Olpe. Zolgensma, das teuerste Medikament der Welt, ist jetzt auch auf dem deutschen Markt verfügbar. Die Einmal-Injektion kostet fast 2 Millionen Euro.

Johannes Kaiser ist kein Arzt, geschweige denn Pharmazeut. Und doch kann der Rechtsanwalt aus Olpe den Beipackzettel des teuersten Medikaments der Welt fast auswendig.

Zolgensma, so der Name der Gen-Therapie in Form einer einmaligen Injektion, die hierzulande 1.945.000 Euro kostet, wird bei Kleinkindern angewandt, die an der schwersten Form der seltenen Erbkrankheit Spinale Muskelatrophie (SMA) leiden und ohne Behandlung im Schnitt nicht älter als 18 Monate werden. Der Jurist vertritt Familien, die eine Kostenübernahme seitens der Krankenkassen durchsetzen wollen.

Mittel durfte vor der Marktzulassung in Einzelfällen schon verabreicht werden

Seit dem 19. Mai ist die Arznei des Unternehmens AveXis, eine Tochter des Pharma-Riesen Novartis, in Europa zugelassen.

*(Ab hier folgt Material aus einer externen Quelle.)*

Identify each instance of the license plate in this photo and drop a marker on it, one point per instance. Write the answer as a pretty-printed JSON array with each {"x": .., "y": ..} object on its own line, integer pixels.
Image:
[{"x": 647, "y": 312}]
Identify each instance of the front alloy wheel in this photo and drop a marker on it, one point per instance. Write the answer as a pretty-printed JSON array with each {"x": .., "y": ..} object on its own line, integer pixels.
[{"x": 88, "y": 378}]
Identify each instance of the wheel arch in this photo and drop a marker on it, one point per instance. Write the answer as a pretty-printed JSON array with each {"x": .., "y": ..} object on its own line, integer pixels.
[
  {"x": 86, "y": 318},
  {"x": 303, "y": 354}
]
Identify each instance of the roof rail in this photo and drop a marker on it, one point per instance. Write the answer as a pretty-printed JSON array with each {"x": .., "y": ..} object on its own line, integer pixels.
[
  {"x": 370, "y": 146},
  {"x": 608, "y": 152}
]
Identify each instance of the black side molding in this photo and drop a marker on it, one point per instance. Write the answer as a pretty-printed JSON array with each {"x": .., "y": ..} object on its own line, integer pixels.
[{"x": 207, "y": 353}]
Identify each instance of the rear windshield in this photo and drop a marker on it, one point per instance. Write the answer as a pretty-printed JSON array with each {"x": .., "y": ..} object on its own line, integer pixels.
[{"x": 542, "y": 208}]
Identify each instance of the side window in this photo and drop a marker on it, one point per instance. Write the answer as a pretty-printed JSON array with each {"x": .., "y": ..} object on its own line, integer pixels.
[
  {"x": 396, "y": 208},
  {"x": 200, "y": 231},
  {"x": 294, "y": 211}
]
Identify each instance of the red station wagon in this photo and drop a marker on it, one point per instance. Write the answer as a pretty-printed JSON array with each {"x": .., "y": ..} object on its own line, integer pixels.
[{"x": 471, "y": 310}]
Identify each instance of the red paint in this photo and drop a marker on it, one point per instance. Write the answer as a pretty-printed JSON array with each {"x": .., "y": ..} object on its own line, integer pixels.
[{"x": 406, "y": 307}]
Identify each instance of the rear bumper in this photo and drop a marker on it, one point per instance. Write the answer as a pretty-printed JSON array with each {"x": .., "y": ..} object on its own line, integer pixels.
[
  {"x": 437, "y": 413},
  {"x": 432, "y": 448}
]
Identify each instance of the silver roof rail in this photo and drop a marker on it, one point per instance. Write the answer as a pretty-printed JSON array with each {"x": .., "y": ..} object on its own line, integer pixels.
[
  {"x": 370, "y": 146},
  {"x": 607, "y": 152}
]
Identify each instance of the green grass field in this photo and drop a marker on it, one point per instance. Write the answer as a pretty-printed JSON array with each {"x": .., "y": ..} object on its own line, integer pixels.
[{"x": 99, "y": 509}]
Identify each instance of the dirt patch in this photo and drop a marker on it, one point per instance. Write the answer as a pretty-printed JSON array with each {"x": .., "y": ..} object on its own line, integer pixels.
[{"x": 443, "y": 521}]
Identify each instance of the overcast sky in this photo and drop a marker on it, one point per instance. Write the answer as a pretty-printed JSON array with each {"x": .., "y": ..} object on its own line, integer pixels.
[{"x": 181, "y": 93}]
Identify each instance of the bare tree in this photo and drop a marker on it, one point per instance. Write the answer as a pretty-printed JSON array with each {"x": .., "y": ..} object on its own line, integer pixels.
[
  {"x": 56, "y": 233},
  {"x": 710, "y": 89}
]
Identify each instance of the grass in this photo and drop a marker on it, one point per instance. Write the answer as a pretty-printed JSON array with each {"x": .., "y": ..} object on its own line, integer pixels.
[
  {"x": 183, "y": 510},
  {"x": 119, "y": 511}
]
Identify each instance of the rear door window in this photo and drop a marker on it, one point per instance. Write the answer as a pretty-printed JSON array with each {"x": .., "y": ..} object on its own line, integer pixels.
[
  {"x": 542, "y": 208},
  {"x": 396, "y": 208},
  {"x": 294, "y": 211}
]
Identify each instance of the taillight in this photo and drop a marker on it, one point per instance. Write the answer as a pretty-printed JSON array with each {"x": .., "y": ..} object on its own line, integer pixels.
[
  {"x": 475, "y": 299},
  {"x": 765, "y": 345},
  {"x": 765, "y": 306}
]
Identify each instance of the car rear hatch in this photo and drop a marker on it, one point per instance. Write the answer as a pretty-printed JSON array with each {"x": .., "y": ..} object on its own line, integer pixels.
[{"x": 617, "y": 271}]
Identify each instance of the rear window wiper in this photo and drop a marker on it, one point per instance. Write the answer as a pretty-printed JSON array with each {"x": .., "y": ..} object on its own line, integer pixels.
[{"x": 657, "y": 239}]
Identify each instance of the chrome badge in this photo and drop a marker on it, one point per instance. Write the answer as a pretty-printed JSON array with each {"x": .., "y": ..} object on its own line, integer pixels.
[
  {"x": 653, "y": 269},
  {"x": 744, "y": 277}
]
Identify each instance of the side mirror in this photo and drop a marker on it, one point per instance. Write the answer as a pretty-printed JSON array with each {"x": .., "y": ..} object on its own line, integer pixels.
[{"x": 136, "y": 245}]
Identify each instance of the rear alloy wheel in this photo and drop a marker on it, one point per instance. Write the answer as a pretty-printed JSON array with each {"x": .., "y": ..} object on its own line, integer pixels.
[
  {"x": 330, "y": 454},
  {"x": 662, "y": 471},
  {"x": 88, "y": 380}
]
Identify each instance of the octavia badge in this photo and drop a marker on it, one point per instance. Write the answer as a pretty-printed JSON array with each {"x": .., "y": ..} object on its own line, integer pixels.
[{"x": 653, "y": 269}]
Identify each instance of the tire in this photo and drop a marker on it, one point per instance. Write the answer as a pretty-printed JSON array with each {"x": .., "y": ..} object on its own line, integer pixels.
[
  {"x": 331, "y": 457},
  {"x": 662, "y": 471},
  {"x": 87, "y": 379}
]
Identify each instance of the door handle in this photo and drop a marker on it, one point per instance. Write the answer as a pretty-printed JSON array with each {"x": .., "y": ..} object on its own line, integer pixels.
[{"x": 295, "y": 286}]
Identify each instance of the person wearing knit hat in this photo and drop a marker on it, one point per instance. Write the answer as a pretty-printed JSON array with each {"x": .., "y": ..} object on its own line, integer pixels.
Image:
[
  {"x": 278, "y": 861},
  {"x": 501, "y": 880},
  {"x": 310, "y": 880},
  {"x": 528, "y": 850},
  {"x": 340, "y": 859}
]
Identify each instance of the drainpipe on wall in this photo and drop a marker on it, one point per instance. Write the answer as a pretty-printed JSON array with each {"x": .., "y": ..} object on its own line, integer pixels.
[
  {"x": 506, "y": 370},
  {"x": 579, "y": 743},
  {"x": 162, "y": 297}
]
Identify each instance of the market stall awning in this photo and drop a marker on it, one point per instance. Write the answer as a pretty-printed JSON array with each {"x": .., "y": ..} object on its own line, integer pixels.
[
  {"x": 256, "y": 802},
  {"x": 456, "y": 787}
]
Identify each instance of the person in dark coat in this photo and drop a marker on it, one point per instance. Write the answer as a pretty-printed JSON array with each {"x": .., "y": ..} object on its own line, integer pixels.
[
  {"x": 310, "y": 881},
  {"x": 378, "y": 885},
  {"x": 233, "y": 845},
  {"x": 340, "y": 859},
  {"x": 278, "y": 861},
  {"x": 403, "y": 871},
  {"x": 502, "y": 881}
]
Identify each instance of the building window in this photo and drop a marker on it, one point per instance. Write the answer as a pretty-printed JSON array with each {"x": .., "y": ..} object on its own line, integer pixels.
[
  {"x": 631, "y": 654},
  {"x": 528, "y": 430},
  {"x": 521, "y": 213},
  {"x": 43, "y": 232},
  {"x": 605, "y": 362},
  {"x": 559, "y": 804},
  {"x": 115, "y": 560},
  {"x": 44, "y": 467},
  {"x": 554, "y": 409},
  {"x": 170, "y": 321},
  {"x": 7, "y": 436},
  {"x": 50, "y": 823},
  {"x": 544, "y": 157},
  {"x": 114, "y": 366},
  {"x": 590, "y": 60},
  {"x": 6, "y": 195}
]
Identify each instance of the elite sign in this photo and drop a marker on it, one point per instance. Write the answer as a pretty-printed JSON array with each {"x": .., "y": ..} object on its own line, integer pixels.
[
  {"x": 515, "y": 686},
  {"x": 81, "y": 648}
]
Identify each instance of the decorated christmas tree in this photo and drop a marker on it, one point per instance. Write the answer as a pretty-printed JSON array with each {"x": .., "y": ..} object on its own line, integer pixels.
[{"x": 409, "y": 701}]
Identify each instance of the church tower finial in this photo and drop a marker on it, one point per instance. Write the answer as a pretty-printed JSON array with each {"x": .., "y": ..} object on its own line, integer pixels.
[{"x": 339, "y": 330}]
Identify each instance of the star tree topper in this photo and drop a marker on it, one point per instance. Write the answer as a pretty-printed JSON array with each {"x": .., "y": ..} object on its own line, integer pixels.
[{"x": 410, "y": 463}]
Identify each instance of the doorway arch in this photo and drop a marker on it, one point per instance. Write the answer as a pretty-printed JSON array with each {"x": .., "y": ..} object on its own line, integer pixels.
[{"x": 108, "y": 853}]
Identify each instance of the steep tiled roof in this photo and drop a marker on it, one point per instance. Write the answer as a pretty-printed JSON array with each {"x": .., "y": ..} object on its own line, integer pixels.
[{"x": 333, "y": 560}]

Auf dem Markt verfügbar ist sie seit dem 1. Juli.

Zuvor hatte es Kaiser in einigen Fällen mit Hilfe einer Ausnahme im Sozialgesetzbuch geschafft, dass SMA-Kinder die Einmal-Spritze erhielten: In Einzelfällen, so heißt es im Gesetz, dürfe ein im Ausland vertriebenes und hierzulande nicht zugelassenes Medikament verabreicht werden, wenn eine akut lebensgefährdende Erkrankung vorliegt, keine oder nur unzureichende Arzneien im Umlauf sind und die Chance auf Besserung oder Heilung besteht.

14 Kinder in Deutschland bis zum 1. Juli behandelt

Bis zum 1. Juli sind Kaiser zufolge 14 Kinder in Deutschland mit Zolgensma behandelt worden. „Bei mir lagen und liegen Fälle im deutlich zweistelligen Bereich vor, bei denen mich Eltern von SMA-Patienten um anwaltliche Hilfe gebeten haben.“

Eines der behandelten Kinder ist der kleine Michael. Unsere Zeitung hatte im Februar über den Jungen aus Baden-Württemberg berichtet – das erste Kind in Deutschland, dem Zolgensma gespritzt wurde. Sechs Monate nach der Geburt war bei dem zunehmend kraftloseren Kleinkind SMA diagnostiziert worden.

“Der Griff nach dem rettenden Strohhalm“

Seine Mutter sprach mit Blick auf das teuerste Medikament der Welt von dem Griff nach dem rettenden Strohhalm. Seine Eltern haben kürzlich bei Facebook („Help Michael“) ein Foto von Michael gepostet, wie er sich auf einem Lauflernrad bewegt. Zunächst rückwärts. Immerhin rückwärts: „Wir sind uns sicher, dass der Vorwärtsgang auch bald gefunden wird“, schreiben sie.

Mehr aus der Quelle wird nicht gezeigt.